To defend themselves, Carybdea also use their stinging tentacles and venom to ward off predators. These nematocysts are arranged in a ring formation, and it is believed so that the surface area of the predator to the nematocysts is greater and therefore causes greater harm. Predators may vary from species to species depending on what body of water each species lives in. For example, some of the most prominent predators of Carybdea alata include sea turtles, batfish, butterfish, and crabs. Not all predators are affected by the Carybdea's sting. Sea turtles that eat C. alata are affected by the venom as other predators would be. Humans are often unintentional predators of Carybdea. Owing to the transparency of many species' bells, swimmers often do not see the organisms in the water. When a human comes in contact with one of the tentacles of the Carybdea, its natural instinct to defend itself and sting the human occurs. The severity of the sting and its side effects varies from species to species.
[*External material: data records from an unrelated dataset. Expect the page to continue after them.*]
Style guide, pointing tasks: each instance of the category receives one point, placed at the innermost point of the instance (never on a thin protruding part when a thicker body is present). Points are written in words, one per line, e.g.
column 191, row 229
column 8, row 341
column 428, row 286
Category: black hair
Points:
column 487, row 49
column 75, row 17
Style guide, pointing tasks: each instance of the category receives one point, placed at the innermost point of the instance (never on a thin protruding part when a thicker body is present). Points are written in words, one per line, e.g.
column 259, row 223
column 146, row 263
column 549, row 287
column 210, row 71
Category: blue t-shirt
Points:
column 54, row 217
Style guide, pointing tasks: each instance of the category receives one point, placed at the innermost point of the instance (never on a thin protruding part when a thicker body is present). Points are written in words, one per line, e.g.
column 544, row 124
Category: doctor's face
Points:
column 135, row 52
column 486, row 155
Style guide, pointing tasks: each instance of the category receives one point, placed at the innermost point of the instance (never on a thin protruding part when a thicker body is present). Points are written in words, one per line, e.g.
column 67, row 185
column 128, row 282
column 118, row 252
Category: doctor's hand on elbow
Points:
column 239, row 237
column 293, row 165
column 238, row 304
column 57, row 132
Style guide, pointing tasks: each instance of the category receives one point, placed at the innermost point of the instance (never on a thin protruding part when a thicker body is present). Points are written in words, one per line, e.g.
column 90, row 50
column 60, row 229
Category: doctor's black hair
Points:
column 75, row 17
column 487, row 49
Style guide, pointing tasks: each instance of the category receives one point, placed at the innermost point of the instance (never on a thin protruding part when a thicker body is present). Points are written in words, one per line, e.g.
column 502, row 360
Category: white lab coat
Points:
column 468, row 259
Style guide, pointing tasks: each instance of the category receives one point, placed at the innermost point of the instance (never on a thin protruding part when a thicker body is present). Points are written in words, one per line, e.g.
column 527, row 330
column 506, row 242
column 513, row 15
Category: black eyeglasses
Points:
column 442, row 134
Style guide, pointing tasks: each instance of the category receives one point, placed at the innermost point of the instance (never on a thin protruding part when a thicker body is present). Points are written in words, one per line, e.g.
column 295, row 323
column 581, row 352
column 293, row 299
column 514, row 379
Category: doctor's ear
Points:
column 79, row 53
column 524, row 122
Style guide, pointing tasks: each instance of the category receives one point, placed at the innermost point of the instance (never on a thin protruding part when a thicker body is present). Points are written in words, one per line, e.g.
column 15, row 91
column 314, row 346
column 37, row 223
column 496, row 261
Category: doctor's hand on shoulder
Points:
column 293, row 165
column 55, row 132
== Anatomy and physiology ==
While there are many species within the genus Carybdea, the anatomy and physiology of each species is generally the same with some minor differences to distinguish between the species. As the name suggests, Carybdea exist as a cube shaped bell. The bell is composed of two layers, the ectoderm and the endoderm. On the inside of the bell is the gut. Carybdea also have sophisticated eyes with lenses that can detect light. These sensory structures are known as rhopalia, and can be found within the bell of the organism. The rhopalia contain lenses, corneas, and retinas. Within these eye-like structures are two ocelli, lens eyes, and a statolith. Looking up through the Carybdea you will see the mouth. Most species rage in size anywhere from 15 mm to 40 mm in their adult life. Attached to each corner of the box shaped ball are four tentacles that range in length from species to species. These tentacles are attached to the bell through the pedalium. On these tentacles are specialized cells known as nematocysts. These cells contain a coiled barb that when in contact with something will uncoil and fire, and release venom. Nematocysts are arranged in rings on the tentacles. A common characteristic of Carybdea is tan spots on the bell.

Many of the species within the genus spend the majority of their lives in the medusa stage, however a few species have the ability to attach and exist in the polyp stage. Because they are almost always in their medusa stage, they are almost constantly swimming.

However, there are some physical differences amongst species within the Genus Carybdea. For example, the species Carybdea marsupialis can be distinguished from other species by the red banding on their tentacles. Additionally, female Carybdea marsupialis have orange spots on their bells, but males do not. The species Carybdea sivickisi have yellow-colored tentacles, and similarly to Carybdea marsupialis only the females have orange spots on the bell. Carybdea rastoni are often difficult to see in the water but are distinguishable by their pinkish gonads that are able to be seen through the bell.